Our May Pose of the Month is Pigeon Pose, or Eka Pada Raja Kapotasana. Some hip openers increase the external rotation of the femur bone in the hip socket, and others lengthen the psoas muscle, which is the primary hip flexor that connects the torso and legs. Pigeon Pose is an extremely effective hip opener that addresses both areas, with the front leg providing external rotation and the back leg in position to stretch the psoas.
There are many ways to come into Pigeon. A very accessible option is beginning in Tabletop with the hands on blocks, stepping the right foot in between the hands, and then walking it over towards the left. You can also begin in Downward Facing Dog by lifting the right leg up behind you, bringing the right knee towards the right elbow, and then rotating the shin so that it is moving towards parallel with the top of the mat.
Arrive in the shape and check it out: the back leg is parallel with the long edge of the mat. Tuck the back toes and press through the heel to create more space underneath the body, then lay the top of the foot back down and ensure that the toes point towards the back of the mat. Take a moment to ask yourself: how does this feel? If you are uncomfortable (particularly in the right knee!) you may bring the right heel closer into the pelvis. You may also slide a prop underneath the right hip.
Press your fingertips into the floor beside you and lengthen up through the spine. Draw the back leg side of your belly toward the front leg side (instead of trying to yank your hip around, move from your belly), and engage the muscles in the back of the left leg. This will point the torso more “square” to the front.
In Eka Pada Raja Kapotasana, unless your front shin is totally parallel with the front edge of your mat (something that’s not feasible or comfortable for a lot of practitioners in this pose), simply flexing the foot causes it to sickle inward, which puts the ankle and knee at risk. Instead, point your foot but flex your toes back (this is sometimes called “flointing” because it’s basically a cross between flexing and pointing). As you “floint,” draw your pinky toe back and reach out through the ball of your big toe. Press the pinky toe side of your foot into the floor to lift your outer ankle away from the floor. By activating your toes in this way, you engage muscles that keep the knee safe. Keep drawing the left side of the belly toward the right, and pull your right hip crease back so that your pelvis stays level and stable.
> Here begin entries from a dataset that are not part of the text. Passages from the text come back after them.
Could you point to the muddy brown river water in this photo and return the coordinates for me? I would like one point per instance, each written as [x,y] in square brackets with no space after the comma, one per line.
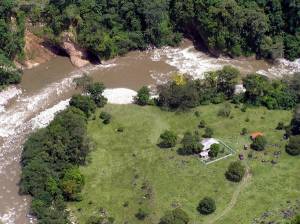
[46,89]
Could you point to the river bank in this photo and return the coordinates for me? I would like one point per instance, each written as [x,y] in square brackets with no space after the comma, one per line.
[45,90]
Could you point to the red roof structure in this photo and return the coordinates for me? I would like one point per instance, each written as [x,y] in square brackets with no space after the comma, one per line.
[254,135]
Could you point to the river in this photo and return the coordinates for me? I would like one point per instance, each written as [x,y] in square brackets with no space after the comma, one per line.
[44,90]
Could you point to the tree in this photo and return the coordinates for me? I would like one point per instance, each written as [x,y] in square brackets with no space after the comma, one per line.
[106,117]
[143,96]
[95,90]
[293,147]
[177,216]
[84,103]
[141,214]
[280,126]
[295,123]
[202,124]
[72,183]
[235,171]
[259,143]
[208,132]
[206,206]
[168,139]
[190,144]
[225,111]
[214,150]
[296,220]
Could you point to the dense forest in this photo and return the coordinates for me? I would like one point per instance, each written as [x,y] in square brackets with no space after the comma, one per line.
[12,27]
[268,28]
[106,28]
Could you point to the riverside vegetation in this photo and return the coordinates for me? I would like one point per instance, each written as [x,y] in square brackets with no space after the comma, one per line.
[269,29]
[136,171]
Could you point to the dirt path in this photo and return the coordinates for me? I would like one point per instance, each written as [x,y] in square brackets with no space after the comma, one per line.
[234,197]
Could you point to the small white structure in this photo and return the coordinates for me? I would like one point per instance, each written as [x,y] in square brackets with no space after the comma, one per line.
[239,89]
[207,143]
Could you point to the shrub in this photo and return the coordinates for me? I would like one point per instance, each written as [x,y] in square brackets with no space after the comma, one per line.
[206,206]
[293,147]
[280,126]
[141,214]
[177,216]
[95,90]
[235,171]
[296,220]
[72,183]
[244,108]
[143,96]
[84,103]
[106,117]
[190,144]
[259,143]
[120,129]
[168,139]
[202,124]
[214,150]
[225,110]
[208,132]
[244,131]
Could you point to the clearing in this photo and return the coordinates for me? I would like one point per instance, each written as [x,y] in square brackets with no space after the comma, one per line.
[127,170]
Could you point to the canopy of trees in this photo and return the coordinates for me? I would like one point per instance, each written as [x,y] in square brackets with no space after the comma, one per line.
[177,216]
[235,27]
[12,27]
[235,171]
[50,161]
[293,147]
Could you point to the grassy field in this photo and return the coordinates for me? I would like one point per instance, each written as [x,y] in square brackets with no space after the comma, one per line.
[129,168]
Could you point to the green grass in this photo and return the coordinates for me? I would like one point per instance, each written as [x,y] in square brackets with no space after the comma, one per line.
[122,163]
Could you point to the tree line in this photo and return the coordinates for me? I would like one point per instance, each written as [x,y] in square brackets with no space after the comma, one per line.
[220,86]
[268,28]
[51,156]
[12,27]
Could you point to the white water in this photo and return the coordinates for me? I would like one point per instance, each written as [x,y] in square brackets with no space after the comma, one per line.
[20,113]
[196,63]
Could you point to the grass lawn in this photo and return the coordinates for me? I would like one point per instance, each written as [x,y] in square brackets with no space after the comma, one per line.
[129,167]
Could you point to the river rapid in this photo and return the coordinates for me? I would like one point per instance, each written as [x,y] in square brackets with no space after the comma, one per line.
[46,89]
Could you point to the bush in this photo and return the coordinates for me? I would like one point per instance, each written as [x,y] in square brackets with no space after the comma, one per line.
[206,206]
[293,147]
[244,131]
[106,117]
[190,144]
[72,184]
[225,110]
[214,150]
[177,216]
[235,171]
[208,132]
[296,220]
[202,124]
[168,139]
[141,214]
[84,103]
[95,90]
[143,96]
[280,126]
[259,143]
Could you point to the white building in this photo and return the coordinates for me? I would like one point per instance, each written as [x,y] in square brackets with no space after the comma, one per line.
[207,143]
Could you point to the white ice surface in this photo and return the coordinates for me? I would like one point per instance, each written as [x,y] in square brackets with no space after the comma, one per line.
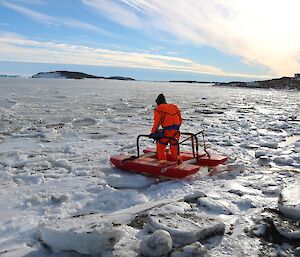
[56,137]
[289,201]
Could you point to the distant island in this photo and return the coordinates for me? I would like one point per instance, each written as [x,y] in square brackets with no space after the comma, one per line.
[278,83]
[189,81]
[75,75]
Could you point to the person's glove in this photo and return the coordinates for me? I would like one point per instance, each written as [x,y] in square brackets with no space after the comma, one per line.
[157,135]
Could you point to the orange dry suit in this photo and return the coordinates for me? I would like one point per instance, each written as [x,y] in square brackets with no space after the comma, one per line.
[167,116]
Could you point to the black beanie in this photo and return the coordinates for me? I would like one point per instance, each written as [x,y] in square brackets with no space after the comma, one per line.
[160,99]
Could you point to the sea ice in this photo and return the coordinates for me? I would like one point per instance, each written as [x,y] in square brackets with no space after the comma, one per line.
[157,244]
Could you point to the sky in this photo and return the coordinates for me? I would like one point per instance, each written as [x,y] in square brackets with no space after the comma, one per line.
[213,40]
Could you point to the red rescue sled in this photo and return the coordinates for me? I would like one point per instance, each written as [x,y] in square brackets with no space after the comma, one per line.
[148,163]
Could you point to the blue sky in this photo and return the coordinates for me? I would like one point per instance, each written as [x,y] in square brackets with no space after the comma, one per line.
[212,40]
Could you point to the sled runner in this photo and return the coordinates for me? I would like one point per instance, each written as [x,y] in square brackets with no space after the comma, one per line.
[188,162]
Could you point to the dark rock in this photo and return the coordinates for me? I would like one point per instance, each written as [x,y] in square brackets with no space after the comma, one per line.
[66,74]
[278,83]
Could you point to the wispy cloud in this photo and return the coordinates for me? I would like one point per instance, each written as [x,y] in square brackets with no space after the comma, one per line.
[53,21]
[115,11]
[262,32]
[14,47]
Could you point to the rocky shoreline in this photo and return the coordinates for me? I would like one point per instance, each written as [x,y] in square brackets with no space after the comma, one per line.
[278,83]
[75,75]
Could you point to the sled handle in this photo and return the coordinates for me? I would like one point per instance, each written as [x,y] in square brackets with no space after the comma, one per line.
[170,139]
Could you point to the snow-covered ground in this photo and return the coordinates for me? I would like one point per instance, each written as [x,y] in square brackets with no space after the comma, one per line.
[56,137]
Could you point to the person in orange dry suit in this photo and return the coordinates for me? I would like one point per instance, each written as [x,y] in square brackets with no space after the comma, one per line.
[167,116]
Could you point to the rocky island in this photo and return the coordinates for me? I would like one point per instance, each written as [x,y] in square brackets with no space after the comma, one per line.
[277,83]
[75,75]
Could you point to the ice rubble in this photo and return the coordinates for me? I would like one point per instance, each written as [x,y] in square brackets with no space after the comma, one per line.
[289,201]
[173,223]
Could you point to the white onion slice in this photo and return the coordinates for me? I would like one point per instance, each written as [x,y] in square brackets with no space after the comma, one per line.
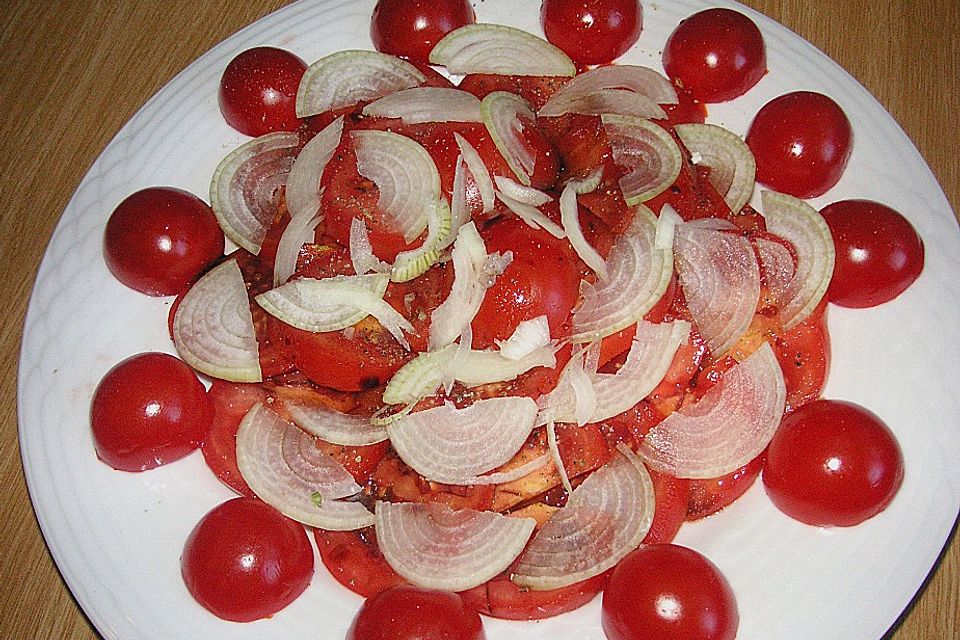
[606,518]
[435,547]
[638,273]
[451,445]
[642,80]
[333,426]
[732,166]
[405,175]
[284,467]
[213,326]
[303,184]
[479,171]
[720,277]
[345,78]
[800,224]
[730,426]
[427,104]
[492,48]
[570,217]
[501,112]
[621,102]
[246,186]
[651,156]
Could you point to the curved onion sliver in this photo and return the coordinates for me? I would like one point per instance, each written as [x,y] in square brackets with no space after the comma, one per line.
[285,469]
[435,547]
[493,48]
[720,277]
[333,426]
[727,428]
[606,518]
[246,186]
[213,328]
[451,445]
[345,78]
[638,273]
[800,224]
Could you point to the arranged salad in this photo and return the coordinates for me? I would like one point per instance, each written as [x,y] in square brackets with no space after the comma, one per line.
[485,317]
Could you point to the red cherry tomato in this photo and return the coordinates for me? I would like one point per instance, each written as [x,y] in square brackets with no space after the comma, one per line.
[668,592]
[802,142]
[147,411]
[245,560]
[406,612]
[410,28]
[258,91]
[160,239]
[879,253]
[715,55]
[543,279]
[833,463]
[592,31]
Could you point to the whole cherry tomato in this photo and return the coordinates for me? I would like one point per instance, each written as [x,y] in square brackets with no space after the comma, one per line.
[258,91]
[160,239]
[592,31]
[715,55]
[833,463]
[879,253]
[802,142]
[410,28]
[245,560]
[405,612]
[148,410]
[668,592]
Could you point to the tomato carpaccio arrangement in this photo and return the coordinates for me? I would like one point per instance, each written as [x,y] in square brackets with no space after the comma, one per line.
[498,317]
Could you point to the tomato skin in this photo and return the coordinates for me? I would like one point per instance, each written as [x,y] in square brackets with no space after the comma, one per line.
[592,31]
[802,142]
[879,253]
[411,28]
[833,463]
[148,410]
[258,91]
[716,55]
[668,592]
[245,561]
[160,239]
[406,612]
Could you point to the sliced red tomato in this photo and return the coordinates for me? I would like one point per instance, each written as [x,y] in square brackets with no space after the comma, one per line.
[354,559]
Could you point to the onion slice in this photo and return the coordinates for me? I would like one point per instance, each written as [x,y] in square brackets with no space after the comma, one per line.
[246,186]
[638,273]
[213,326]
[650,155]
[800,224]
[720,277]
[501,112]
[284,467]
[729,426]
[732,166]
[493,48]
[427,104]
[606,518]
[452,446]
[346,78]
[435,547]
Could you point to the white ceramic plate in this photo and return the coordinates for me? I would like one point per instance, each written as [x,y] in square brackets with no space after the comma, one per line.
[117,537]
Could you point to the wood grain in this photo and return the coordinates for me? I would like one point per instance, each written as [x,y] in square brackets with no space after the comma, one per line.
[73,73]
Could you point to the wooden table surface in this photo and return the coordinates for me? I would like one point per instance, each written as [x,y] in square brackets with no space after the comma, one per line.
[72,72]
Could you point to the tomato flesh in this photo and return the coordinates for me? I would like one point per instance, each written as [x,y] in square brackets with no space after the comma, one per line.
[149,410]
[160,239]
[833,463]
[879,253]
[245,561]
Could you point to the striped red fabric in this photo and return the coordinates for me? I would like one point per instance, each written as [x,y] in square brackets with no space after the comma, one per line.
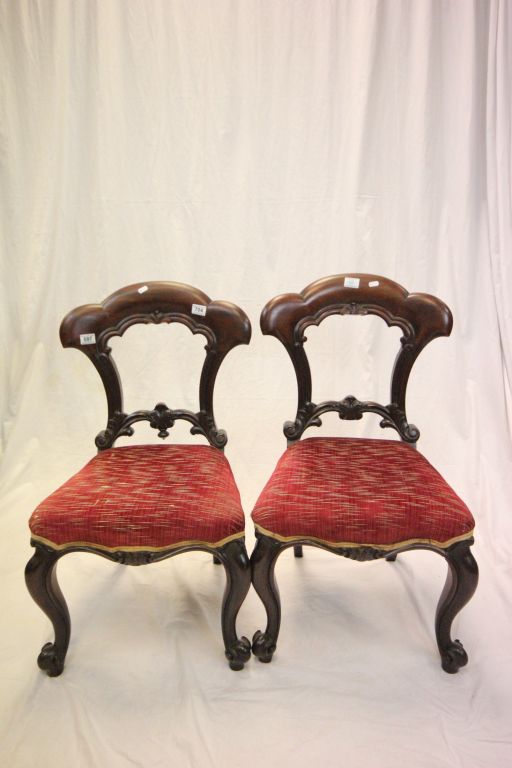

A modification for this posture is Sucirandhrasana, or Supine Pigeon. To come into this modification, lie on the back with the feet planted on the floor and the knees pointed upwards. Stretch the right foot up towards the ceiling, flex it, and then cross the ankle over the left thigh. You can stay there, or you can pull the knees up by interlacing the fingers behind the left thigh.
Wherever you land in your version of Pigeon ask yourself another question: where can I soften? Oftentimes when we come into deep hip openers we tighten up in other parts of the body. Try loosening the jaw, unfurrowing the brow, and relaxing the fingers. If you are comfortable folding forward, consider the fold as a bow: a bow to sensation, even a bow to the present moment. When you move to the second side, try to use this opportunity to be as non judgmental as possible. Hips are infamous for being asymmetrical carriers of tension, so be soft with yourself and try to truly focus on the sensation you are experiencing as opposed to the way that the posture looks.